# GR Mason's Vlog-- Fun time at the dog park



## Hydi (Apr 27, 2014)

This is video is about my one year old GR Mason when he was playing with his friends and chasing bubbles in the dog park. 

I had a lot of fun editing the video, hope you will enjoy it too.=D


----------



## Wendy427 (Apr 4, 2009)

Awwww. So sweet! Thank you for sharing!


----------



## Hydi (Apr 27, 2014)

aww...thank you so much for watching!
Hope it will make your day!=D


----------



## Cody'sMom (Nov 7, 2010)

What a GREAT video! Mason is beautiful.

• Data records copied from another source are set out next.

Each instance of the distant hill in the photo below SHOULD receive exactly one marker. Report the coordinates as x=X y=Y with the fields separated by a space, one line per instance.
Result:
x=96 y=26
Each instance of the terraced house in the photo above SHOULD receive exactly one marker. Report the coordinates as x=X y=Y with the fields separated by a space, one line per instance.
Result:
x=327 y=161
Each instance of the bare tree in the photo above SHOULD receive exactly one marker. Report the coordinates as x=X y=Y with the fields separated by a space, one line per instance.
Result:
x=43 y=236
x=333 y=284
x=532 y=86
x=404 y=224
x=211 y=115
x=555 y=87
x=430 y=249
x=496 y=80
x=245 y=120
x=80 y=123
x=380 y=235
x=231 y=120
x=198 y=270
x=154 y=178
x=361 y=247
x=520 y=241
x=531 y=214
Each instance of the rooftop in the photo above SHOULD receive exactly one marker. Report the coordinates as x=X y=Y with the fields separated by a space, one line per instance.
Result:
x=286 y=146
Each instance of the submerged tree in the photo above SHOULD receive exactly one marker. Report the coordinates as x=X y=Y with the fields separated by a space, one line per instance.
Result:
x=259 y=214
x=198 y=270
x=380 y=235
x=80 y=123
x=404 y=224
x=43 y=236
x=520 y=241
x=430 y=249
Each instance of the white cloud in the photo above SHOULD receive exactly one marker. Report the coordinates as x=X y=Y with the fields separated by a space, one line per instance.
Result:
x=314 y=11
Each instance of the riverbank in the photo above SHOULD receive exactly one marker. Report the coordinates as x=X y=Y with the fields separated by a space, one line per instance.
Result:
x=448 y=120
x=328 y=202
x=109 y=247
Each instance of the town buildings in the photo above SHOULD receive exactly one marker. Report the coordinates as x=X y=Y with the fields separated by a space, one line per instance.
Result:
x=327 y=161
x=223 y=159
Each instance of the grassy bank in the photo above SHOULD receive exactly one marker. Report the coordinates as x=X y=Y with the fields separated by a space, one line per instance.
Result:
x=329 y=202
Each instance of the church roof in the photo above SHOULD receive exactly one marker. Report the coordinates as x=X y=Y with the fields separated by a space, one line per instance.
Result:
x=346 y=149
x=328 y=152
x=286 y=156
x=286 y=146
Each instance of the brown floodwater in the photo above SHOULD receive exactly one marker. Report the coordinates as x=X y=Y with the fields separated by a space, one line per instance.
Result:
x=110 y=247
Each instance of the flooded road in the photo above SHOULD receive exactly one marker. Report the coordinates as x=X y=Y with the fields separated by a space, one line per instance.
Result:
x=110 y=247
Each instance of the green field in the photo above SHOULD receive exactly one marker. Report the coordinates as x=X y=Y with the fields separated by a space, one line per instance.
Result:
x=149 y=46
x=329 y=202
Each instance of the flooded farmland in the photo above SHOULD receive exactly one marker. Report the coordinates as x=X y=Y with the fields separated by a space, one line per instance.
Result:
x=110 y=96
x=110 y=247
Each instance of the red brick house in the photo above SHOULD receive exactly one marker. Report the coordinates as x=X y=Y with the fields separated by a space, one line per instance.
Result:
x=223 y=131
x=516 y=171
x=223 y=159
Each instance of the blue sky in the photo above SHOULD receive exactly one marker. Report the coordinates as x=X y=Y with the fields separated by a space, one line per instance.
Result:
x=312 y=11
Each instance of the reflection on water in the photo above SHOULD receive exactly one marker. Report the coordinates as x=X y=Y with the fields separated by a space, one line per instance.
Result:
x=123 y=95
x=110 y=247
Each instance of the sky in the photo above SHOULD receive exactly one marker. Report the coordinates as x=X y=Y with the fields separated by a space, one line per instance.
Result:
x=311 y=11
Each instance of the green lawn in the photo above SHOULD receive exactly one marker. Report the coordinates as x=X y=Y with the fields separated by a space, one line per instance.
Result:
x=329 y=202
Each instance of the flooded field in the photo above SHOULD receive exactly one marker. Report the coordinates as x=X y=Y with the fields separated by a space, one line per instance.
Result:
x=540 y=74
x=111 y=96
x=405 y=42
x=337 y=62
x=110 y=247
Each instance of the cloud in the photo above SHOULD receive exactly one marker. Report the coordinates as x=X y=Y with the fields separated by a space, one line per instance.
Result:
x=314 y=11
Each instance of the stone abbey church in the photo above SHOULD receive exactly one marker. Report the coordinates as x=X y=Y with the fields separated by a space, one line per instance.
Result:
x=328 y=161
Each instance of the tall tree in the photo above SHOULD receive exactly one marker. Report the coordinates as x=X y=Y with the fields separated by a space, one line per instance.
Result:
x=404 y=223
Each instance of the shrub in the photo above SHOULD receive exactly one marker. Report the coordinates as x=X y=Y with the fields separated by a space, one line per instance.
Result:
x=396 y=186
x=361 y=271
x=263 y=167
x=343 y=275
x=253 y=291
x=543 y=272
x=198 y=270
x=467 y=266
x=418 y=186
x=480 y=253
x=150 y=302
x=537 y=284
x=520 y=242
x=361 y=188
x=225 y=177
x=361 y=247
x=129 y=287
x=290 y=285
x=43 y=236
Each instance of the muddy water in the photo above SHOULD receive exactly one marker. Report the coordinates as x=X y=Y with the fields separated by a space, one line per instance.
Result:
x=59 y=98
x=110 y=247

He sure is having a blast.


----------



## CAROLINA MOM (May 12, 2009)

Great video, Mason sure was having fun. 

He's a beautiful boy.


----------



## dustin_swearengin (Jun 23, 2014)

I like the video you shared here in the forum and I enjoy watching it. In fact, I watched it again with my son and we both enjoyed it,


----------



## Hydi (Apr 27, 2014)

Thank you! He enjoys going to the dog park every time haha~~=)


----------



## Hydi (Apr 27, 2014)

Thank you so much for watching! He really is a goofy and handsome boy!=P


----------



## Hydi (Apr 27, 2014)

awwww, that is so sweet! I am glad that you both enjoy it! I actually have a lot of fun editing it as well~~haha


----------



## ang.suds (Apr 1, 2014)

Awww, what a cutie and how much fun! Thanks!


----------



## Hydi (Apr 27, 2014)

Thank you for watching it! =)


----------